Radu Lupu plays Beethoven 3 with TSO
Sitting here, trying to find words to begin a post on Radu Lupu’s concert, I think I should just be honest and forward: it was such an incredible experience in which the music truly transcended me to a world only beauty resides.
My knowledge of Radu Lupu only lived on hearing his recording of some Brahms pieces (Op.118 especially, as I was working on it a few years back) and also the fact that my teacher and Lupu have studied with the same teacher. So, the lights dimmed, people’s chatter came through a diminuendo, stage door opened, my heart raced. Imaginging he would be dressed fancily in a tux perhaps – white and black – huge in physique and presence, but there he stepped out, all in black unassumingly. He carried an aura that was definitely present and noble – “royal” even, a word that has crossed my mind a few times during his performance. He reminded me of the late Brahms, but perhaps with a smaller physique, and of course he sat down at the piano on a very normal looking chair, back leaned against the back of the chair, and the music began.
I remember reading in the programme notes that Beethoven’s piano concerto No.3 was influenced by a Mozart concerto, and I thought Lupu’s rendition of the 1st movement had captured more charm and playfulness of Mozart which I never thought could be heard here. (Just a note: Lupu brought out some left hand “melodies” at the end of a predominanty right-hand melodic passage and the right hand withdrew to only provide colour backgrounds – perhaps not too Beethovenian?). As the 1st movement ended, there was such loudness in people’s coughing, shifting in their seats, talking, brushing hair – and Lupu sat on stage when all this was dying down, very gently and softly began the 2nd movement. After just about three chords into the movement, my tears rushed down – I felt my soul soaring into the air outside the hall into the Rheinland, the breeze and the taste of the soil after a gentle rain, how Beethoven would be pacing in the love nature provides… I didn’t want it to end but the third movement did proceed. I thought this was perhaps the most “Beethovenian” movement out of all three, and concluded the concert very well.
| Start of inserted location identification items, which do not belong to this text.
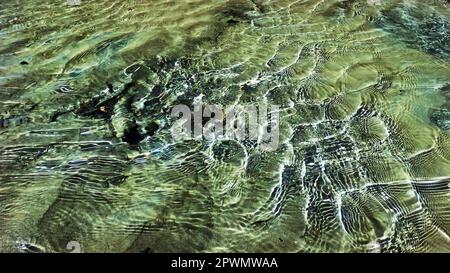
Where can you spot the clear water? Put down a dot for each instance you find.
(86, 155)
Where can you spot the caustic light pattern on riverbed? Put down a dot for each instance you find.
(86, 155)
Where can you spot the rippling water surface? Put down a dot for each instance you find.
(86, 155)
I think generally when people go to classical concerts, it is difficult not to appreciate the music from a critical point of view: how beautifully was the toned carried out, how nicely was the phrasing made, how intellectual was the whole structure planned out, how impaccable was the technique, and the list goes on. Perhaps we all have a little checklist and we subconsciously check what we like and don’t like. But tonight’s concert, it really had brought me into a living experience, into to the artful world of sound that was resonating in the concert hall which set my imagination free (even so, I still did a little bit of the “checklist” as you might have noticed from the above paragraph.. professional flaw?).
He was one of the very few “older generation” pianists I’ve heard live – after I think Lazar Berman (11 years ago?) and Fu Ts’ong. I savour this experience.
This is when they say, to go to a concert and have your soul cleansed.
(p.s. sorry Laomi I got your message after the concert… hope you enjoyed it as much as I did.)